Bread — Iron Chef America Ingredients 101
In these carb-conscious times, when bread is often painted as the villain of the modern-day diet, we often need reminding just how important this staple is and has been to the development of human culture.
As far as I am aware, there is no cuisine in the world that does not include bread or dough of some kind among its roster of dishes, and this has been the case since long before man began to keep written records.
Bread, in all its many forms, has had a huge impact on our development. Revolutions have started over the lack of it and indeed, without the ability to grow and harvest grain, humanity would never have begun to form its earliest communities.
So as you marvel over the dishes the Iron Chef and their challenger create for the Chairman, remember that while man may not live on bread alone, our diet would be a lot less interesting without it.
Bread is a staple food for many cultures. That means it is eaten by the majority of people and at the majority of meals. It is, essentially, wheat flour or other meal mixed with water and formed into loaves, which are then either dried in the sun or cooked in an oven. Other dry and liquid ingredients such as salt, fats and oil can be added, as well as an agent to make it rise (leaven), such as yeast or a “starter” from previous dough.
Archeologists believe that man has been making bread in some form for as long as he has been harvesting wheat, and there are records of the ancient Sumerians soaking grains in water to make beer and then grinding the residue to make flat cakes. Bread as we know it, however, probably began with the ancient Egyptians whose records show that they leavened bread much as we do today nearly 2,000 years ago.
Most bread types can be placed into one of three main categories: Those that rise quite a bit during cooking and are baked in special pans; those that only rise a small amount during cooking (such as French baguettes and rye breads), which are cooked on trays; and those breads which do not rise at all, flatbreads such as tortilla or Indian chapati. Within these categories, of course, there are hundreds of different styles depending on which part of the world you are in, what ingredients are available and which part of the wheat grain was used in preparing the bread.
Although bread has been called “the staff of life,” on its own it does not offer many nutritional benefits apart from being low in fat and high in dietary fiber if whole-wheat grain is used. It is more just a delivery system for the dishes with which it is served.
Although bread can be found in just about every cuisine in the world, it was a particular staple in Western Europe and it is believed that the word bread is derived from the Germanic term “bröd,” which meant a small morsel. Through trade and immigration bread moved on to become a staple food in any region where it was easy to grow wheat.
With more than 300 varieties available, Germany offers the widest selection of breads in the world and there are few meals that pass without spelt, rye or wheat bread supporting the main course. The average German eats nearly 150 pounds of bread a year; they take their daily loaf so seriously that in 2011 the Association of German Artisanal Bakers applied to have German bread making listed by UNESCO as a cultural art form.

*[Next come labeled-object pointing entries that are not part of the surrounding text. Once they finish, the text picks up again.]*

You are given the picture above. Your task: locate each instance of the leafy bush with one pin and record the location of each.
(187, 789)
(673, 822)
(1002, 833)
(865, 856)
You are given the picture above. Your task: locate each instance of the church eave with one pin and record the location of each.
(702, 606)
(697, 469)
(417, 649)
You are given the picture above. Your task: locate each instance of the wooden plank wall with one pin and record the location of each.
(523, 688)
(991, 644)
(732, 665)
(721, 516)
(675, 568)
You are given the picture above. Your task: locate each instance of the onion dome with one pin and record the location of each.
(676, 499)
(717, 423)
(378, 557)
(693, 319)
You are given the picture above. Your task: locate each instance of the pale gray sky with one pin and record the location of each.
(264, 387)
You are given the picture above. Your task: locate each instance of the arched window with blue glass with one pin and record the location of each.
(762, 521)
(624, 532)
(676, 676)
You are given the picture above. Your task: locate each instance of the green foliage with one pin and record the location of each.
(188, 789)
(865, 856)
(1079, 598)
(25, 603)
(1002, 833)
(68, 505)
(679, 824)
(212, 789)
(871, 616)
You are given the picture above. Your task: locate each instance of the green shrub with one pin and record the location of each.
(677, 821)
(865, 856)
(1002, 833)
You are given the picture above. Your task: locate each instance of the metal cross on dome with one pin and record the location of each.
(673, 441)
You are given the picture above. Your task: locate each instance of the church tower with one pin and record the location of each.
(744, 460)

In South America, it is the Chileans who really love their bread, with Marraqueta, a French-style loaf being eaten with every meal and often purchased twice a day. While in the Indian subcontinent, there are as many different breads as there are regions, with my own favorites being naan bread, puffed up on the interior of a tandoor oven, and flaky paratha, which is stuffed with spiced potatoes.
Even in Southeast Asia, where rice is the more common staple, you will still find wonderful bread on offer. The memory of eating hot, fresh Filipino Pan de Sal straight from the oven is one of the best from all my eating adventures.
Although I think a great sandwich is hard to beat, bread is a lot more versatile in the kitchen than you might imagine. I usually find it is better if it is a day or so old before I start to use it.
Whenever I make meatballs, I always add a panade, a mixture of bread and milk, to my ground meat to make the end result moist and lighter. The technique also works just as well when making a meatloaf.
To make terrific croutons, cube leftover bread, toss in a little olive oil and sprinkle with garlic salt. Spread the bread on a baking tray and cook in the oven on a very low heat until they become golden brown. The croutons add an interesting crunchy texture to a traditional Italian panzanella salad.
I have often tried to re-create some of the bread dishes that I have found on my travels around the world. In Portugal, I adored Acorda Alentejana, which is a delicious soup made from olive oil, fresh farm eggs and day-old bread, while in the Russian city of Irkutsk, I sampled Kvass, a light beer made from black rye bread.
And, of course, being British, puddings are very high on my bread agenda. Few are better than a rich bread and butter pudding made with slices of buttered bread, custard and raisins soaked in brandy. It's heaven in dessert form.
Given that it’s a staple, just about any store selling food in the U.S. will sell bread of some type and most supermarkets now offer many different styles of loaves and flatbreads, as well as the prepackaged white sliced bread that so many of us grew up with.
I think it is definitely good to also support your nearest bakery. They will have even more varieties available, many of which may use grains from local farmers.
Better still, why not try making your own bread at home? It may seem daunting at first, but once you have mastered the basics, you will soon find yourself hooked.